Critical Vulnerabilities in n8n Workflow Automation Platform Expose Systems to Remote Code Execution
The n8n workflow automation platform, widely utilized for connecting applications and automating tasks, has been found to contain critical security vulnerabilities that could allow attackers to execute arbitrary code remotely. These flaws, identified by cybersecurity researchers, pose significant risks to organizations relying on n8n for their automation needs.
Overview of the Vulnerabilities
Two primary vulnerabilities have been disclosed:
1. CVE-2026-1470: This vulnerability, with a CVSS score of 9.9, is an eval injection flaw that enables authenticated users to bypass the Expression sandbox mechanism. By passing specially crafted JavaScript code, attackers can achieve full remote code execution on n8n’s main node.
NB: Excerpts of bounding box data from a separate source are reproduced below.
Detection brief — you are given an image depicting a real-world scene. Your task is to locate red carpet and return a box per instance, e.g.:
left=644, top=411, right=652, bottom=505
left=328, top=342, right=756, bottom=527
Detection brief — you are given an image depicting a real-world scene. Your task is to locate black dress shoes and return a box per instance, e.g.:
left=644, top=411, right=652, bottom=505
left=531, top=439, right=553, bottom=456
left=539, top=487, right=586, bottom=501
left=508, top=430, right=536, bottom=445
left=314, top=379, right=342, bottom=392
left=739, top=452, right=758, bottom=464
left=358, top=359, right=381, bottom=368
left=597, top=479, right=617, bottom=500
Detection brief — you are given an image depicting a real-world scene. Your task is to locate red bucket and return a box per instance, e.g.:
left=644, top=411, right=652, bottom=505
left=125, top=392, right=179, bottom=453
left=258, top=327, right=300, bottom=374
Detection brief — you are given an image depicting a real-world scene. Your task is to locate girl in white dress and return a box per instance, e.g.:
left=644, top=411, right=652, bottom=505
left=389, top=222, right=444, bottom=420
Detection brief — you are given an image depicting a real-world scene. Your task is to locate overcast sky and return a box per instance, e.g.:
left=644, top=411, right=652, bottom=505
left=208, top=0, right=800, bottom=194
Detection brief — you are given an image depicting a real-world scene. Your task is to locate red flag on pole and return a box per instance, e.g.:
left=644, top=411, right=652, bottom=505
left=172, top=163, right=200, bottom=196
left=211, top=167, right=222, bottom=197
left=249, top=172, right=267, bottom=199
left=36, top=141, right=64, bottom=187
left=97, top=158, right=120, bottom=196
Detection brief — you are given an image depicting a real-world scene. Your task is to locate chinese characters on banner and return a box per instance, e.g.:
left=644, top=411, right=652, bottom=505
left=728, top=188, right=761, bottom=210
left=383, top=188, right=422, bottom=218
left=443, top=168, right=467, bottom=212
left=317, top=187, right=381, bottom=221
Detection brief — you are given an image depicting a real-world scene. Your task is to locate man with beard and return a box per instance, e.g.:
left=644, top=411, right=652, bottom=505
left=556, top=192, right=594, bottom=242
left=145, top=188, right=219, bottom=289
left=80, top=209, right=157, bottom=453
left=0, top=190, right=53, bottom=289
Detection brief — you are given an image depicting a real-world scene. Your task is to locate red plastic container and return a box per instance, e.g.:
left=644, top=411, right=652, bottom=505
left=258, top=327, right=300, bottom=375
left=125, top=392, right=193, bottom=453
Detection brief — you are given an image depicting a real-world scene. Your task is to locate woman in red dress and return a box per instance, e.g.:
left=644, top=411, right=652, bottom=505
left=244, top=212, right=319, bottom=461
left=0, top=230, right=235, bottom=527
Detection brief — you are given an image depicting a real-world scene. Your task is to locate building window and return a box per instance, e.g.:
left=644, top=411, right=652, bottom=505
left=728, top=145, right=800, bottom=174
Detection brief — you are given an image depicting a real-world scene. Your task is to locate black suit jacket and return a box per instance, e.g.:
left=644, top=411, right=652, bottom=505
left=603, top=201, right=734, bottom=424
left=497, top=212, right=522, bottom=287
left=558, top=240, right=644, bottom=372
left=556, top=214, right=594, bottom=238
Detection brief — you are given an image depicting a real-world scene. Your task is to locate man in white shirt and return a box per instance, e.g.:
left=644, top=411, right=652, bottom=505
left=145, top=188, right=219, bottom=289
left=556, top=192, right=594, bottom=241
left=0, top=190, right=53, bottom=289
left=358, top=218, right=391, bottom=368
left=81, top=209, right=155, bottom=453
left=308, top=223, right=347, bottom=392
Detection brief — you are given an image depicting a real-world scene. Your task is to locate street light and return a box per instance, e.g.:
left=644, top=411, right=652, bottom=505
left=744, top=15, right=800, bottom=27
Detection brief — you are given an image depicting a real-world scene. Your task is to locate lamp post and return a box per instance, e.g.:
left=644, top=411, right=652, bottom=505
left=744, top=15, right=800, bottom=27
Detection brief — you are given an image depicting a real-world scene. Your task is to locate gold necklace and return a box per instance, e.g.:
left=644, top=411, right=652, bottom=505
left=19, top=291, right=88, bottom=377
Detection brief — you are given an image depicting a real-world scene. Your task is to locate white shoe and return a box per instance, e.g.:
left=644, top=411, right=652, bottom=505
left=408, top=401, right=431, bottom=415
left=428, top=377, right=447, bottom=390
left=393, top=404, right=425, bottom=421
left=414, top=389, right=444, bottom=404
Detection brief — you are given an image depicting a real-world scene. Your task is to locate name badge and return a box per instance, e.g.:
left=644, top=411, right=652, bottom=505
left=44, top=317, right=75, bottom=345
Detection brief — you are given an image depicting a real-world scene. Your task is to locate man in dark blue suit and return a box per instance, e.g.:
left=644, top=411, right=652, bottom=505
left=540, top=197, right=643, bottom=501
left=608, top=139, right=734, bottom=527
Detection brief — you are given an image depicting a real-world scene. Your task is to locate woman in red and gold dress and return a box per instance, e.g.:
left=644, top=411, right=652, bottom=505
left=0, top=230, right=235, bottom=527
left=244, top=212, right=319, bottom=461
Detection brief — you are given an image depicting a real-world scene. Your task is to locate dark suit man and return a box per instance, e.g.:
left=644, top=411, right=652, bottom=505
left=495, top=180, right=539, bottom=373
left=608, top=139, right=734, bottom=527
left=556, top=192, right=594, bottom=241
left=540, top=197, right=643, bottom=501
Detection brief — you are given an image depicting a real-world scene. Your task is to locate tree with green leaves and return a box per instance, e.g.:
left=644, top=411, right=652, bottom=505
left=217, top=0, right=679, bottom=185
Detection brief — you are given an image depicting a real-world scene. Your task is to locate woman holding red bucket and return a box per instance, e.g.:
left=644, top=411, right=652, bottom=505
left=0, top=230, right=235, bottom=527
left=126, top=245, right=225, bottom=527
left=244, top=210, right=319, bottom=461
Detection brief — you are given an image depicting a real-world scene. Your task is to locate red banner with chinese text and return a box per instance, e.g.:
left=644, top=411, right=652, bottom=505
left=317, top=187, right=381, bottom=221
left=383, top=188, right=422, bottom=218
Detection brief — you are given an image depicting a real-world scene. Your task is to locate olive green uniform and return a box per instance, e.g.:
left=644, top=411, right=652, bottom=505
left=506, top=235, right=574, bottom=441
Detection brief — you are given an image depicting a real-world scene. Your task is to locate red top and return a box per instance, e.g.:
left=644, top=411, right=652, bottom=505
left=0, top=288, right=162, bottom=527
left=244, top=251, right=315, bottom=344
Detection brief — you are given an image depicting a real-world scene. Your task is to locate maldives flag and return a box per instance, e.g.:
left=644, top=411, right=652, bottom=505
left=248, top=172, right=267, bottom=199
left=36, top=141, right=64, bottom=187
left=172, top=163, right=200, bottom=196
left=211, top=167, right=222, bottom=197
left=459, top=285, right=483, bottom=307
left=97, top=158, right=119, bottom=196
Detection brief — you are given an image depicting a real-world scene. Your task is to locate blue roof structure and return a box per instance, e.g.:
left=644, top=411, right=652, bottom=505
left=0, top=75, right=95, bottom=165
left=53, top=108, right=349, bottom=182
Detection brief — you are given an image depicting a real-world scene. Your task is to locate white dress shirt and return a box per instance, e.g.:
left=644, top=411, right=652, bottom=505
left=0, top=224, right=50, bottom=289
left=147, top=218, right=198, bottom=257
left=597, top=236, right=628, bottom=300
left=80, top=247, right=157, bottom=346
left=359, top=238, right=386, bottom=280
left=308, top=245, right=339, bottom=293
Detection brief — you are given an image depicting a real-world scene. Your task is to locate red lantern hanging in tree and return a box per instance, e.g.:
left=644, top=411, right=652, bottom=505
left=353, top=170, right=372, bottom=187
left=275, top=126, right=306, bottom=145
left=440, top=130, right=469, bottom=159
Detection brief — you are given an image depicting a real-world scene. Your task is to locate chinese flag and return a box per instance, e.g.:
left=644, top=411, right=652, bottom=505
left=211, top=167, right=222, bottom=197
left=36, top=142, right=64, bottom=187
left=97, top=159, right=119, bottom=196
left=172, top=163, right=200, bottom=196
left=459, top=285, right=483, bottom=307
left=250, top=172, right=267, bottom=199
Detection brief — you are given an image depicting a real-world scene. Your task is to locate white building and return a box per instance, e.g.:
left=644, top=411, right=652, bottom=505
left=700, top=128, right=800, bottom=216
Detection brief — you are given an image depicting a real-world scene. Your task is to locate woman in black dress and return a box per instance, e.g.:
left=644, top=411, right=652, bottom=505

2. CVE-2026-0863: With a CVSS score of 8.5, this eval injection vulnerability allows authenticated users to circumvent n8n’s python-task-executor sandbox restrictions. This bypass permits the execution of arbitrary Python code on the underlying operating system.
Exploitation of these vulnerabilities could lead to complete control over an n8n instance, even when operating under internal execution mode. The n8n documentation advises against using internal mode in production environments due to potential security risks and recommends switching to external mode to ensure proper isolation between n8n and task runner processes.
Potential Impact
Given n8n’s role in automating workflows across organizations, it often has access to critical tools, functions, and data, including LLM APIs, sales data, and internal IAM systems. A successful attack exploiting these vulnerabilities could provide malicious actors with a skeleton key to an organization’s core infrastructure, leading to unauthorized access, data breaches, and potential system disruptions.
Mitigation Measures
To address these vulnerabilities, users are strongly advised to update their n8n instances to the following versions:
– CVE-2026-1470: Update to versions 1.123.17, 2.4.5, or 2.5.1.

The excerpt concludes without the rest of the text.